1

Using a user-defined function I have to join the lower and higher bound of confidence intervals (named as CIlow and CIhigh) of a selected number of columns from a data frame. The data frame has CIlow and CIhigh for a number of groups (named as a, b and c) and for a number row (in this example just two). See below how the data frame looks like.

dataframe<-data.frame(CIlow_a=c(1.1,1.2),CIlow_b=c(2.1,2.2),CIlow_c=c(3.1,3.2),
CIhigh_a=c(1.3,1.4),CIhigh_b=c(2.3,2.4),CIhigh_c=c(3.3,3.4))

I would like to have a joined column for each group in a selected number of groups (e.g. a, b) among the existing ones (a, b and c).

Thus, the expected output should be the following:

output<-data.frame(CI_a=c("(1.1,1.3)","(1.2,1.4)"),
                  CI_b=c("(2.1,2.3)","(2.2,2.4)"))

To built my own user-defined function I tried the following code:

f<-function(df,gr){

enquo_gr<-enquo(gr)

r<-df%>%
   dplyr::mutate(UQ(paste("CI",quo_name(gr),sep="_")):=
                   sprintf("(%s,%s)",
                           paste("CIlow",UQ(enquo_gr),sep="_"),
                           paste("CIhigh",UQ(enquo_gr),sep="_")))%>%
   dplyr::select(paste("CI",UQ(enquo_gr),sep="_"))

return(r)
}

However when using the above mentioned function in this way

library(dplyr)
group<-c("a","b")
dataframe<-data.frame(CIlow_a=c(1.1,1.2),CIlow_b=c(2.1,2.2),CIlow_c=c(3.1,3.2),CIhigh_a=c(1.3,1.4),CIhigh_b=c(2.3,2.4),CIhigh_c=c(3.3,3.4))

f(df=dataframe,gr=group)

I get the following error message:

Error: expr must quote a symbol, scalar, or call

How could I solve this issue?

PS1: This question is similar to a previous one. However, this question goes one step further because it requires selecting the columns to be merged.
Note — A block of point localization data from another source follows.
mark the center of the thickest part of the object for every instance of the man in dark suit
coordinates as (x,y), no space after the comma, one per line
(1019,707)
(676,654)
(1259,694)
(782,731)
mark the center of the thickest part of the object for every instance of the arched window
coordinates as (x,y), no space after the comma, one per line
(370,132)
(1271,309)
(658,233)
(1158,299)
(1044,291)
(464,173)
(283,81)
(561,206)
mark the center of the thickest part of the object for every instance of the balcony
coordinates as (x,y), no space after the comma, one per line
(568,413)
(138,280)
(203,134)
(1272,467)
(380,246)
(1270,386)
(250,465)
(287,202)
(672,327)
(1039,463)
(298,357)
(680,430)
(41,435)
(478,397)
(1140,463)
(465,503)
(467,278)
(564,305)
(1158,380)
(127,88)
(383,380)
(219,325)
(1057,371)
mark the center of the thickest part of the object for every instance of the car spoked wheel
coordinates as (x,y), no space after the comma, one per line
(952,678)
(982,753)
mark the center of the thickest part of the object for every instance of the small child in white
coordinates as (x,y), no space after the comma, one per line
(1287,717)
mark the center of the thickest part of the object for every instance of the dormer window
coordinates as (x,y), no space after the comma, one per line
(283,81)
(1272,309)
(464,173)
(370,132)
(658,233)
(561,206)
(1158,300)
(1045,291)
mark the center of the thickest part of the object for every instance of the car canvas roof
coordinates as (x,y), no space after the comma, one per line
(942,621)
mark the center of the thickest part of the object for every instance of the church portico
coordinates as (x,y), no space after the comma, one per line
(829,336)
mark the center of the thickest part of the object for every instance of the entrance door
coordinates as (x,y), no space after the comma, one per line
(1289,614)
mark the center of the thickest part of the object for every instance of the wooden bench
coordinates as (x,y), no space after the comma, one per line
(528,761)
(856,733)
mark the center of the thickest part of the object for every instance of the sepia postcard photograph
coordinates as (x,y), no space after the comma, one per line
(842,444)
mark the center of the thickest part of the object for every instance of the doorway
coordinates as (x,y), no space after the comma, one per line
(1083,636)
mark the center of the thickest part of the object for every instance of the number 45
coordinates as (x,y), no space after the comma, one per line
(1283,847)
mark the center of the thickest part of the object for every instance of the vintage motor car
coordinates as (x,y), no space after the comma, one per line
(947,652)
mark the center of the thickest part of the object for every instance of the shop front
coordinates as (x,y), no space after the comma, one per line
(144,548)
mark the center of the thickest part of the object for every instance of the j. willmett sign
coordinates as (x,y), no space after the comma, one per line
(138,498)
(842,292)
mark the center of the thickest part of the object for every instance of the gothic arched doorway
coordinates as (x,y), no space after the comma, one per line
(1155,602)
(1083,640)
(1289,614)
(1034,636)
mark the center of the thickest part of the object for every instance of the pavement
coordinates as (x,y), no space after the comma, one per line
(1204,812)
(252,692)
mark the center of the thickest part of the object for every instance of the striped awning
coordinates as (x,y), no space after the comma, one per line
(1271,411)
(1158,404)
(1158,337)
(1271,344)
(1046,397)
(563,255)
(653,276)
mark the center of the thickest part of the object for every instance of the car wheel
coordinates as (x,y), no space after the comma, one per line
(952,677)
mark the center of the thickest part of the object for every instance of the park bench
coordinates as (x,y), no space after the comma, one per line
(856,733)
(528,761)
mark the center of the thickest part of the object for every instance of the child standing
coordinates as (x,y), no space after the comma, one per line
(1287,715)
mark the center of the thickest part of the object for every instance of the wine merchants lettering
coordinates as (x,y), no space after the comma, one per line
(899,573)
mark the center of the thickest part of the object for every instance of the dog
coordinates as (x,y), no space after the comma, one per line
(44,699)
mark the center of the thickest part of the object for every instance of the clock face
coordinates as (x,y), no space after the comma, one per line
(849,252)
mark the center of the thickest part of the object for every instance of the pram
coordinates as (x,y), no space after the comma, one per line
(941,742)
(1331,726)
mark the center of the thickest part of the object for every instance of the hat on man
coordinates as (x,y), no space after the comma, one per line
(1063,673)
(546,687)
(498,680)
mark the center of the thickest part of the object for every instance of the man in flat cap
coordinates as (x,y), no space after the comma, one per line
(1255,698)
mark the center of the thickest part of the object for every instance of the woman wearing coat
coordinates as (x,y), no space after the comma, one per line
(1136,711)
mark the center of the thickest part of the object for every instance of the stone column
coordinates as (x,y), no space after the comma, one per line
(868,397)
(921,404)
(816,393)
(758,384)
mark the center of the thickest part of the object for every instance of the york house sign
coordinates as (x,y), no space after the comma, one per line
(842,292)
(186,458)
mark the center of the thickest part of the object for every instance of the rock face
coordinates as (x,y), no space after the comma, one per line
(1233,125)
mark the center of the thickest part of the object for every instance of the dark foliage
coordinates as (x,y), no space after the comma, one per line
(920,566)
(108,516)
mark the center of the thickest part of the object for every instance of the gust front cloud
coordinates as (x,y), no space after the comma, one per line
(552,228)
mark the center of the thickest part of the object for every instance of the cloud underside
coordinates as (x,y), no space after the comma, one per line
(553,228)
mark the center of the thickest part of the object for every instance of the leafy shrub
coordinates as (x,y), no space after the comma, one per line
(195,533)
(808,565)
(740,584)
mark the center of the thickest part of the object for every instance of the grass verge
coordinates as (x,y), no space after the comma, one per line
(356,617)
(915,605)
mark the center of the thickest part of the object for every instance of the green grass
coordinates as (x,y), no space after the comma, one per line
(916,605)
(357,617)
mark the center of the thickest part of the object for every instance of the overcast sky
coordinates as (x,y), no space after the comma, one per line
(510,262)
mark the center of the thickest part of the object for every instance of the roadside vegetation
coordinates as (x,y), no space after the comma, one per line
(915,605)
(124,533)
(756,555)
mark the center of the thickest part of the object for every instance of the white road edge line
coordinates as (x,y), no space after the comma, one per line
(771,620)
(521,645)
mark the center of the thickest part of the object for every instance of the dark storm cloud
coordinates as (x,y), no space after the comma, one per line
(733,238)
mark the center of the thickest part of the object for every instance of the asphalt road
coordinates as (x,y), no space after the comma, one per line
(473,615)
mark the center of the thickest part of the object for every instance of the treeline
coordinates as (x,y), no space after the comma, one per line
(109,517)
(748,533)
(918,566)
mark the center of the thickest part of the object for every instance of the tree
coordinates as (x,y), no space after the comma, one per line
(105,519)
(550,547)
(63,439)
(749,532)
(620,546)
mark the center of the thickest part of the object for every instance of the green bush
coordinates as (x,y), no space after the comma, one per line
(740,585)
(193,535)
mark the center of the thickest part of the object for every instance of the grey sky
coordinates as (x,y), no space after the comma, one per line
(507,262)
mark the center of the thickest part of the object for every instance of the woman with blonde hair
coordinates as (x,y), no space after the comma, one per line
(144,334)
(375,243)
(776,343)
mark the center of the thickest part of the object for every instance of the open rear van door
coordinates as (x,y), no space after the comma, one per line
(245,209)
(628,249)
PS2: I would appreciate code suggestions following the approach of this question.

ungatoverde
  • 161
  • 12

3 Answers3

1

If we are passing quoted strings, then use sym (for more than one element - syms which return a list)

f <- function(df, gr){
   sl <-  rlang::syms(paste("CIlow", gr, sep="_"))
   sh <-  rlang::syms(paste("CIhigh", gr, sep="_"))
   nmN <- paste("CI", gr, sep= "_")


   df %>%
       dplyr::mutate(!!(nmN[1]) := sprintf("(%s,%s)",
                               !!(sl[[1]]), !!(sh[[1]])),
                     !!(nmN[2]) := sprintf("(%s,%s)",
                               !!(sl[[2]]), !!(sh[[2]]))) %>%
       dplyr::select(paste("CI", gr, sep="_"))



 }

group <- c("a","b")
f(dataframe, group)
#      CI_a      CI_b
#1 (1.1,1.3) (2.1,2.3)
#2 (1.2,1.4) (2.2,2.4)
akrun
  • 874,273
  • 37
  • 540
  • 662
  • Thanks @akrun! Great solution! However, I need a script that enables an undefined number of groups. I mean, I would like to join CI sometimes for `a`, sometimes for `a` and `b`, and sometimes (why not) for `a`, `b` and `c`. You script fixes the number of groups to 2 (see `[[1]]` and `[[2]]`). I would appreciate any further idea. – ungatoverde Jul 10 '17 at 06:52
  • I tried this but it did not work ("LHS must be a name or string) f <- function(df, gr){ sl <- rlang::syms(paste("CIlow", gr, sep="_")) sh <- rlang::syms(paste("CIhigh", gr, sep="_")) nmN <- paste("CI", gr, sep= "_") df %>% dplyr::mutate(!!(nmN) := sprintf("(%s,%s)", !!(sl), !!(sh)))%>% dplyr::select(paste("CI", gr, sep="_")) }` – ungatoverde Jul 10 '17 at 07:09
  • @ungatoverde I tried earlier a similar approach, but it may not work. I will check when I get some time – akrun Jul 10 '17 at 07:20
1

I would have probably answered differently basing on the question, but after examining you answer I prepared below code. It uses trick with lapply from here dplyr::unite across column patterns. I am not sure if usage of dplyr/tidyr is the best option here, maybe simple for would be simpler.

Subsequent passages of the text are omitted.